Clive was having his review with Peter just before mine and we went for a drink before going on to a presentation at the College. During the tube ride he shared his experiences and outlined his weekly schedule. As I’m due to based at the same hospital where he was, it’s likely I’ll be running a similar programme to the one he arranged. We’re still getting to know each other somewhat though we seem to have a lot in common with our interest in treating more than just a person’s “illness”.
We also seemingly share a significant personal interest in music. I had my usual difficulty in describing what I’m interested in before describing it as being in line with the diverse range that radio DJ, John Peel used to play. I was surprised to hear  from Clive that for someone so contemporary with an iphone, that his own musical interests consist almost entirely of guitar playing based on the blues. I tried to find common ground but he didn’t seem to know much of Jack White (of the White Stripes) but reckoned that he would like Seasick Steve. We therefore may have more to talk about in future than just our experiences in Ghana. Later in the week, Clive sent me his report to look over that confirmed much of what he had said and is likely to provide a blueprint for much of my own experience.
Also that night I met with Norman Poole who was the first doctor from our programme to go to Ghana. We worked together as part of the liaison psychiatry team at St George’s; I was in my last year as a Senior House Officer and he was the Specialist Registrar. I’d heard him speak about his time in Ghana before and his report is on the Royal College of Psychiatrists website
If Peter can’t get internet connection, Norman has agreed to give me supervision. We’re likely to keep in touch anyway as he started a research project in Ghana into the insight about mental illness among the population. Clive has developed this further and as I’m meant to spend one day a week doing research I would prefer to do something that’s already in progress than come up with something myself. I’ve enough to do in the month left before I go!

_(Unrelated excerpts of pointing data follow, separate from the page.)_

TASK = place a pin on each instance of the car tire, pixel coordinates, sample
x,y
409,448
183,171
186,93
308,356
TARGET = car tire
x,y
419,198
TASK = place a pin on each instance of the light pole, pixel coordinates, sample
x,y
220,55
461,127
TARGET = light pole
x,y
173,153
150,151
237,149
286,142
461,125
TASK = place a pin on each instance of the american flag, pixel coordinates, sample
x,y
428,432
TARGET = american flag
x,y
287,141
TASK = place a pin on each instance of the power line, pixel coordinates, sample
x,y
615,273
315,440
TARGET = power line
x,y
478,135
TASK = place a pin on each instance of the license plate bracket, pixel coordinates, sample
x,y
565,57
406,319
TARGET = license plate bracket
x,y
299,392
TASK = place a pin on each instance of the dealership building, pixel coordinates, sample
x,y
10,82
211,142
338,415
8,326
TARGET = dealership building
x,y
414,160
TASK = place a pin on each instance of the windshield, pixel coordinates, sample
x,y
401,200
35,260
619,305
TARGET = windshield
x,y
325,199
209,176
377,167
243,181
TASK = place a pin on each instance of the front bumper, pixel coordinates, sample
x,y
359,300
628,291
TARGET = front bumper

I’m starting to realise more of what I won’t have time left to do until I’m back from Ghana, if ever. All the books I won’t read, photographs to scan and upload to my website, CDs and records to arrange. At work too while there’s plenty going on in the day, I’m having to think I won’t be here to follow-up patients from the clinics I do in neuropsychiatry and maternal well-being. There’s also a locum consultant post becoming available next month in Crawley that I hear I would have been considered for. That would have meant promotion while continuing with my life much as things are without having to get packed. It’s tempting but the trip to Ghana is now taking ocean-liner qualities of inevitability.
I hear that I’ll be having plenty of time available in the evenings and weekends so I’ll be trying to do a weekly summary as the placement goes  along and turn into a blog. Here then was the first part!
Hope you’re all well and will keep you posted as things progress.